Hi Nick: you have described exactly what I would like to see.  I am
currently working on some way of taking into account John's issues and
will hopefully post something later on today.

On Fri, Nov 20, 2009 at 3:55 PM, Nick Spadaccini <nick@csse.uwa.edu.au> wrote:
> The general sentiment is to pass on the string as raw.
>
> Herb's suggestion of raw and cooked can't be done at a lexical level as it
> is with Python. r"..." u"..." are syntactically incorrect in STAR. It can
> happen at a dictionary level where a type could be declared as a raw string
> or a cooked string. Probably better still is that such data items should
> have an associated data item that indicates what the mark up is and how to
> handle it.
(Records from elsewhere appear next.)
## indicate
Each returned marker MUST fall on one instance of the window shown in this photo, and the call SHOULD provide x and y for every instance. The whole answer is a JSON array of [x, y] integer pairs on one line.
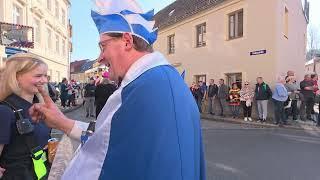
[[236, 24], [202, 78], [36, 25], [49, 38], [49, 5], [63, 16], [57, 44], [201, 35], [58, 76], [17, 14], [56, 9], [286, 22], [63, 48], [50, 73], [171, 44], [234, 78]]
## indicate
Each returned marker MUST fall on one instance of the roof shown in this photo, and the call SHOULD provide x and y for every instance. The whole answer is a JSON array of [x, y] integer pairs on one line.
[[181, 10]]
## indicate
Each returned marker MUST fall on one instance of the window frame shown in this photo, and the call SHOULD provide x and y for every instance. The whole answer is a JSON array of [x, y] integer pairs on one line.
[[171, 44], [49, 38], [17, 17], [235, 24], [200, 31], [37, 27], [57, 42]]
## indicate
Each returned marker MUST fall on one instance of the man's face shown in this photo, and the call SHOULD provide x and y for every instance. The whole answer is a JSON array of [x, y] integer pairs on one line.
[[259, 80], [307, 78], [111, 55]]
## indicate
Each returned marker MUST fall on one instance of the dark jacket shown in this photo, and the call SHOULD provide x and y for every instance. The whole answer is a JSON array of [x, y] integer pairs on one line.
[[102, 94], [64, 91], [212, 90], [89, 90], [263, 92], [223, 92]]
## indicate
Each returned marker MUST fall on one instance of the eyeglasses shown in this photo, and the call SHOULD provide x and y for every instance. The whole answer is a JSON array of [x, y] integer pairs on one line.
[[104, 43]]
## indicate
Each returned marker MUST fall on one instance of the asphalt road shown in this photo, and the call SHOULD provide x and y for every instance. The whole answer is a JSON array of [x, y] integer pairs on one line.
[[237, 152], [245, 152]]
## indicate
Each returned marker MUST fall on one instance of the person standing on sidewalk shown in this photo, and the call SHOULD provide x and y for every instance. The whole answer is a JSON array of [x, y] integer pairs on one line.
[[234, 96], [103, 91], [280, 95], [293, 92], [20, 138], [64, 92], [145, 131], [212, 92], [262, 94], [246, 98], [89, 93], [307, 90], [223, 94]]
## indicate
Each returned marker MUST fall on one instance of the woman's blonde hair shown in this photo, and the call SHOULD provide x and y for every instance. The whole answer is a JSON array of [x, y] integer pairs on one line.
[[17, 64]]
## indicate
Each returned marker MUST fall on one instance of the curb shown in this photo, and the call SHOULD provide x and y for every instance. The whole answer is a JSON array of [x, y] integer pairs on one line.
[[256, 124]]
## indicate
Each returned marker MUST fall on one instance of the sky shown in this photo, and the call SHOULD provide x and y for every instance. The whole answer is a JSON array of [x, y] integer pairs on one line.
[[85, 35]]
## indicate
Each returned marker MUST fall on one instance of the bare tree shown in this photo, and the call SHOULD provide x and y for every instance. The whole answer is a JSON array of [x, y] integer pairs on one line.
[[313, 38]]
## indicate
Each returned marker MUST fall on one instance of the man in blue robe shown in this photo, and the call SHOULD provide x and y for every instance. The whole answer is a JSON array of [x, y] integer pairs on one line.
[[150, 127]]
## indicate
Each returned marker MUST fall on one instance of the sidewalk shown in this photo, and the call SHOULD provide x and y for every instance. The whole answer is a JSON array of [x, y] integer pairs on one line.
[[296, 125]]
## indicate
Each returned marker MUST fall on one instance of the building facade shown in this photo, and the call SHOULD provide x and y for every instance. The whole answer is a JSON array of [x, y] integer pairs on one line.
[[51, 31], [236, 40], [313, 66]]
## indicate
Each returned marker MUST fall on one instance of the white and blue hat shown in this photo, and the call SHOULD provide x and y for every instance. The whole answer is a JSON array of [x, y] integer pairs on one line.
[[124, 16]]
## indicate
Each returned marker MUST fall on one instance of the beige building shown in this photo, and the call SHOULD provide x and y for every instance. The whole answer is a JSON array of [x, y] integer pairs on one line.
[[313, 66], [236, 40], [51, 31]]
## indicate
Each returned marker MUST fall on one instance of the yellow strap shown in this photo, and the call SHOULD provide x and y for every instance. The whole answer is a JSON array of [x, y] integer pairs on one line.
[[39, 166]]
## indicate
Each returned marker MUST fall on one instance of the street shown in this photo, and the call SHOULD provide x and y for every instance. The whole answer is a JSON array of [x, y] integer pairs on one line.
[[245, 152], [237, 152]]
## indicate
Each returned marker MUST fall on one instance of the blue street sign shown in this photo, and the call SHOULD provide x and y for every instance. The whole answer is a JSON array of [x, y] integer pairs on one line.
[[253, 53], [12, 51]]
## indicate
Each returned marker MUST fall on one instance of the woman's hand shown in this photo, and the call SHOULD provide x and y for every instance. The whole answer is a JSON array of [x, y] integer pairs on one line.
[[1, 172], [50, 114]]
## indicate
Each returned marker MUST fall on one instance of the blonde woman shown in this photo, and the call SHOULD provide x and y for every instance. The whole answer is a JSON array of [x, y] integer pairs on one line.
[[20, 79], [246, 98]]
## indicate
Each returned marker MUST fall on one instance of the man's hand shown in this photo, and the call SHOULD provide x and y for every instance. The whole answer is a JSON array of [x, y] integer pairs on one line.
[[50, 114], [1, 172]]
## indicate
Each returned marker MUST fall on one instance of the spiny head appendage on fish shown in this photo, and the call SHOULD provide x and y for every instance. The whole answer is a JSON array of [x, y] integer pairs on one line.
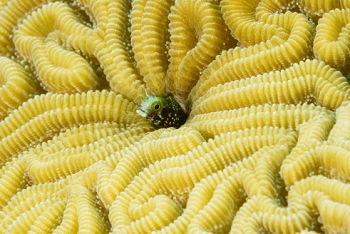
[[163, 112]]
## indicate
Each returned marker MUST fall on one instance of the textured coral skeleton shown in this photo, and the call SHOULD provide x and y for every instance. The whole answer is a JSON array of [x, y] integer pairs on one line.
[[265, 148]]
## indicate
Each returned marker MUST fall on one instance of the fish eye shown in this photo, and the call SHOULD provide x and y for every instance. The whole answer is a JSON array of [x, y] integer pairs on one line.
[[156, 106]]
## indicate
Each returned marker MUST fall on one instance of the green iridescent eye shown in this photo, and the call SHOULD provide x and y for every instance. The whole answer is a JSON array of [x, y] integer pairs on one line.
[[157, 106]]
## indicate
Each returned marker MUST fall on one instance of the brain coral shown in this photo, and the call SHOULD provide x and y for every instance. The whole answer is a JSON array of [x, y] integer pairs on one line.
[[265, 148]]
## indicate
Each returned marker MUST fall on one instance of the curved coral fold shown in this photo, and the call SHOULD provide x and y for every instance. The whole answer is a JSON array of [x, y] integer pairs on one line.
[[332, 40], [17, 86], [197, 35], [264, 86]]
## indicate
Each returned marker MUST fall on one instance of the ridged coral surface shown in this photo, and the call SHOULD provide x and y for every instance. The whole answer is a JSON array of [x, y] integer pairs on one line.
[[265, 148]]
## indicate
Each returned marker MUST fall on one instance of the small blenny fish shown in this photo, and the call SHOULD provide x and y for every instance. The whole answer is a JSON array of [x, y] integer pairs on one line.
[[162, 112]]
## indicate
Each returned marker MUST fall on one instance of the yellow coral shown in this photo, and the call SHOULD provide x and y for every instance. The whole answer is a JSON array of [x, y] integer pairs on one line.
[[17, 86]]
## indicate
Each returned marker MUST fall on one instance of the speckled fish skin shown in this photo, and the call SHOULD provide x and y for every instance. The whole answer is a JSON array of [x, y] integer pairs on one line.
[[169, 114]]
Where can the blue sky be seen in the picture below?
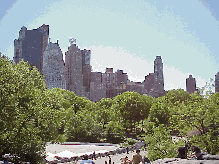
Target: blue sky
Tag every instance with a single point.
(126, 34)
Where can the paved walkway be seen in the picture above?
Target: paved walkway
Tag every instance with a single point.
(116, 158)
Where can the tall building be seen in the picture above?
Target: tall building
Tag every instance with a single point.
(121, 79)
(53, 66)
(217, 82)
(73, 65)
(158, 77)
(97, 87)
(110, 82)
(86, 69)
(31, 45)
(190, 84)
(149, 83)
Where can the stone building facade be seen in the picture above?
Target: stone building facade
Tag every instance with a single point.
(73, 72)
(31, 45)
(158, 77)
(97, 87)
(86, 69)
(53, 66)
(149, 83)
(217, 82)
(191, 84)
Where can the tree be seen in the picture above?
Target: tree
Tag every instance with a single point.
(24, 121)
(133, 108)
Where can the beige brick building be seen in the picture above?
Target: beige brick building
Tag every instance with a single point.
(53, 66)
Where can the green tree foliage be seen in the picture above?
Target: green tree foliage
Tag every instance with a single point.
(133, 108)
(160, 143)
(114, 132)
(184, 114)
(23, 120)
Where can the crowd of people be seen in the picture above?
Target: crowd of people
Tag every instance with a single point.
(195, 152)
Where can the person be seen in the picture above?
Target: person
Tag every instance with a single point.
(127, 149)
(85, 157)
(146, 160)
(127, 161)
(93, 156)
(109, 160)
(197, 151)
(6, 159)
(182, 151)
(137, 158)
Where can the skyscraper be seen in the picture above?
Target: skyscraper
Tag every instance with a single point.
(158, 77)
(53, 66)
(190, 84)
(73, 64)
(31, 45)
(86, 69)
(217, 82)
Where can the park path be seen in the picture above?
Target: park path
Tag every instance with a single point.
(116, 158)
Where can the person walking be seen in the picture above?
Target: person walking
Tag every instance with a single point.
(137, 158)
(182, 152)
(197, 151)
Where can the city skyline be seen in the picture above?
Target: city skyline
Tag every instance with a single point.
(128, 35)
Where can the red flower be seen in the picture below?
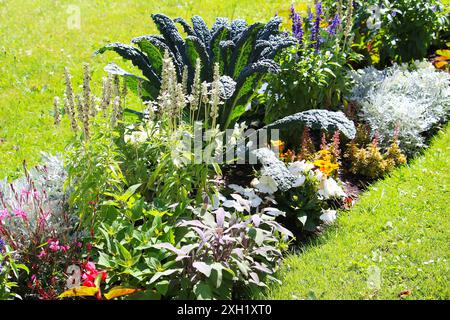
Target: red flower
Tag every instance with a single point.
(91, 273)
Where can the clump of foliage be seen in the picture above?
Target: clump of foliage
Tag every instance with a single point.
(9, 272)
(36, 223)
(305, 191)
(225, 252)
(410, 101)
(443, 58)
(313, 73)
(244, 54)
(369, 161)
(396, 31)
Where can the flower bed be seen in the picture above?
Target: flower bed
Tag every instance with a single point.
(246, 143)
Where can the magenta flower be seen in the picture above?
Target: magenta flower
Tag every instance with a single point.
(36, 195)
(4, 214)
(42, 254)
(20, 213)
(54, 245)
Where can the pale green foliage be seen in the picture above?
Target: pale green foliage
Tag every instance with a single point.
(414, 101)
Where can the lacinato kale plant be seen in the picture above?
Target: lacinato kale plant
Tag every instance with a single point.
(244, 54)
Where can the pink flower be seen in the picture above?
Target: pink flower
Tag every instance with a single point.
(4, 214)
(42, 254)
(20, 213)
(36, 195)
(54, 245)
(91, 274)
(25, 193)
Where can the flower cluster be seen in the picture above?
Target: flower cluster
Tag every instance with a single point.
(90, 274)
(315, 31)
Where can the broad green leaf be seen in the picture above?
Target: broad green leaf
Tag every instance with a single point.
(124, 252)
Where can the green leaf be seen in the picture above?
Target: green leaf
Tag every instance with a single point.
(124, 252)
(144, 88)
(130, 192)
(103, 260)
(216, 56)
(162, 287)
(203, 291)
(163, 273)
(244, 48)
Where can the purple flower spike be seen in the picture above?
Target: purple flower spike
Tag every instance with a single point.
(297, 28)
(334, 25)
(315, 31)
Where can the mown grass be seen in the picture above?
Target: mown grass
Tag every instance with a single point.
(36, 43)
(399, 230)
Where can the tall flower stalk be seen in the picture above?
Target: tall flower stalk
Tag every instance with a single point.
(315, 31)
(297, 27)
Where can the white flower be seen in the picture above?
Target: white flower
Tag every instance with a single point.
(299, 181)
(299, 167)
(239, 203)
(330, 189)
(136, 137)
(249, 193)
(265, 184)
(328, 216)
(274, 212)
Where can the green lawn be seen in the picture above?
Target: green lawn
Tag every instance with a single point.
(36, 43)
(395, 239)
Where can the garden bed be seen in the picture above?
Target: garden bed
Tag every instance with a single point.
(209, 152)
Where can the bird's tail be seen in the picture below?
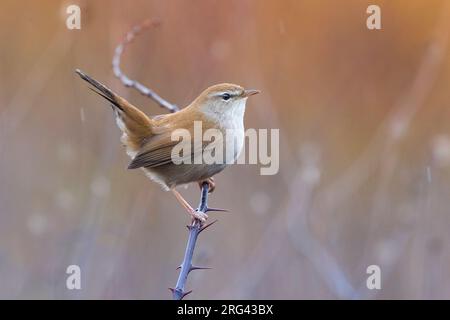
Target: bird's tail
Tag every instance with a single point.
(135, 125)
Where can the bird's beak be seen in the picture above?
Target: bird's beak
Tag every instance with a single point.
(250, 92)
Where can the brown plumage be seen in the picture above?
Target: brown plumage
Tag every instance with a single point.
(149, 142)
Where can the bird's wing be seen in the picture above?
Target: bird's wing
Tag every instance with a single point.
(158, 149)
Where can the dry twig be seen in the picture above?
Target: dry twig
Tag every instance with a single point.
(197, 226)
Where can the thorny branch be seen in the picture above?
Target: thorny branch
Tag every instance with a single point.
(186, 266)
(127, 82)
(196, 227)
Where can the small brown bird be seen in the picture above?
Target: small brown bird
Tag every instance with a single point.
(149, 141)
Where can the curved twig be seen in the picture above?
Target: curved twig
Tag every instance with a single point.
(127, 82)
(196, 226)
(186, 266)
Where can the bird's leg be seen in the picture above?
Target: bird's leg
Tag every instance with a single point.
(210, 182)
(193, 213)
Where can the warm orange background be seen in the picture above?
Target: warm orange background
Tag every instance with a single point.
(365, 150)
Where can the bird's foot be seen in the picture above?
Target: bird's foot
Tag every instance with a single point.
(210, 182)
(201, 216)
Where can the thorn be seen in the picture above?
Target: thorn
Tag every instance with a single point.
(199, 268)
(216, 209)
(207, 225)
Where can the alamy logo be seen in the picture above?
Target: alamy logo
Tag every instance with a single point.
(374, 280)
(73, 21)
(73, 281)
(373, 22)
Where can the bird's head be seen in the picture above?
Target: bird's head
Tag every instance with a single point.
(224, 99)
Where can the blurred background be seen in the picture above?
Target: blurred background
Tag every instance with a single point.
(364, 150)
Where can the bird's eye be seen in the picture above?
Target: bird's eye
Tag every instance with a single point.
(226, 96)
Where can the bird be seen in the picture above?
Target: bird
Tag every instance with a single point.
(149, 140)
This will handle a multitude of markups.
>
> James' original email didn't address the whole hog approach, but focussed
> only on what to do with \", \' and \\. I think James's is suggesting that if
> a user wants to store the string abc"def as a double-quote string then a
> user will want the application to deal with putting it out as "abc\"def"
>
> The same user will want the application to deliver on a read the string as
> abc"def.
>
> I think this is a reasonable expectation, and we should specify this
> behaviour in a CIF2 parser - THIS IS A PROPOSAL.
>
> But James goes further to discuss \\, which I didn't think was necessary at
> first and neither does Simon. But I can see pathological cases where it is
> problematic. Say the string is abc\"def.
>
> The above algorithm will create "abc\\"def", but on reading according to the
> current draft specification it should probably say \\ -> \, then a " ->
> terminate token. An alternative is we need to create "abc\\\"def" but now we
> have to duplicate all elides. Doing nothing and creating "abc\"def" will
> parse, but return abc"def - incorrect.
>
> But all of this can be solved simply by revisiting the wording of the
> specification. I have said that a \ protects the next character and it
> should be ignored as far as parsing is concerned. But since the contents are
> raw, it should be (eg)
>
> For a "" delimited string a \ has no meaning unless it immediately precedes
> a ", in which case the " is ignored as a token terminator. Hence given the
> above algorithm the string abc\"def is encoded as "abc\\"def" by the parser.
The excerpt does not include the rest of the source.